While the National Pension Scheme (NPS) is a Contribution Pension Plan, the Atal Pension Yojana (APY) is managed as a Benefit Pension Plan. Both APY and NPS are governed by the Pension Fund Regulatory and Development Authority (PFRDA) for as long as its rules and guidelines apply.
These two schemes are the two pension schemes that most people invest money or to save money at the time of retirement. Conversion of pension is made by offering a lifetime annuity after opening an APY, NPS account.
Both of these schemes are deferred pension schemes, i.e. you have to pay money for a certain period of time before you can get a normal pension.The minimum guaranteed pension is known only when the account is opened in the Atal Pension Yojana (APY). NPS is different from APY, which is a voluntarily defined cooperative retirement savings scheme.

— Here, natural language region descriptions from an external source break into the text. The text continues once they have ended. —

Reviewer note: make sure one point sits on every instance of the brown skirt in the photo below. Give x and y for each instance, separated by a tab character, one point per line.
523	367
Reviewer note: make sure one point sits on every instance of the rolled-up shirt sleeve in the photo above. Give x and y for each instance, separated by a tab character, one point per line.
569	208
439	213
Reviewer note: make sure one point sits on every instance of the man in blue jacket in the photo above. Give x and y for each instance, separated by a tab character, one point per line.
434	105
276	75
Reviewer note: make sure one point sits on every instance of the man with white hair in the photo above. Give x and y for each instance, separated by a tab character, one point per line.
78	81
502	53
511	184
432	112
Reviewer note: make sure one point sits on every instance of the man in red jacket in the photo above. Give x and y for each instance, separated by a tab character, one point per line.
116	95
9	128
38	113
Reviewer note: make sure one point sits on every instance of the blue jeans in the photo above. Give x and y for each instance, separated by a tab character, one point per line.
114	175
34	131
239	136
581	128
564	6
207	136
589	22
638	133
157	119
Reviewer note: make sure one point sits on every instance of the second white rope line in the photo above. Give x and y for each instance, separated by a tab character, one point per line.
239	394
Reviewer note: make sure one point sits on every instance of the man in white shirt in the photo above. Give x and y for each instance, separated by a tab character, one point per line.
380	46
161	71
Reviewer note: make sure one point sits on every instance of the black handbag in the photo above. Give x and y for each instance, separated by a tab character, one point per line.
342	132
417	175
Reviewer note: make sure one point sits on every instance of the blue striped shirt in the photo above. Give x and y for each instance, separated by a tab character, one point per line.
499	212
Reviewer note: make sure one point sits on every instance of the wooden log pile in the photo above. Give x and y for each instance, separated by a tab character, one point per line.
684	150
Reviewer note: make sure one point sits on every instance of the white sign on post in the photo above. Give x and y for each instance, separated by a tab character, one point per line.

Growth in NPS is not guaranteed and it is not known exactly how much the pension will go to. The subscription can be invested in equities, debt or a combination of both. NPS is a market-linked pension scheme in which the amount of pension is determined based on the market savings of the amount one saves.
Under the APY, the amount paid by the subscribers is Rs. 60/- per month at the age of 60 years. 1,000, Rs. 2,000, Rs. 4,000, Rs. 5,000 minimum guaranteed pension will be given. The amount of pension to the NPS subscriber is determined based on the fund accumulated on maturity in NPS and the annuity rates available at that time.
The return on APY is about 8%. The guarantee is fixed for the pension subscriber. It also offers the possibility of higher returns if the return rate is more than 8% at maturity. In the case of Maximum Pension `APY`, the amount of fixed pension depends on the amount you save. But it comes with a limited investment, which has a limit on the amount of the pension.
Atal pension yojana eligibility criteria (APY Eligibility)
All eligible citizens (working in the unorganized sector) between the ages of 18-40 years can register as subscribers to the Atal Pension Yojana scheme. Bank account must be valid for this subscription.
Subscribers can subscribe to this pension scheme on a monthly, quarterly and semi-annual basis. Subscribers can also opt out of the scheme voluntarily subject to certain conditions.
The monthly pension will be available to the subscriber after the age of 60. The pension fund will be refunded to the subscriber's nominee after the death of the pensioner after the death of the pensioner's spouse after the death of the pensioner.
Who is eligible for NPS scheme - NPS Eligibility
Anyone between the ages of 18-70 can open an NPS account. Subscribers who have previously closed NPS accounts will be allowed to open a new NPS account under the increased age eligibility rules.
There is no doubt that tax benefits comes along with the amount invested in NPS. Helps senior citizens save tax.
However, the return on NPS is tied to the performance of underlying assets such as equity and debt. The amount of the pension is based on the amount used to purchase the annuity from the life insurance company in NPS.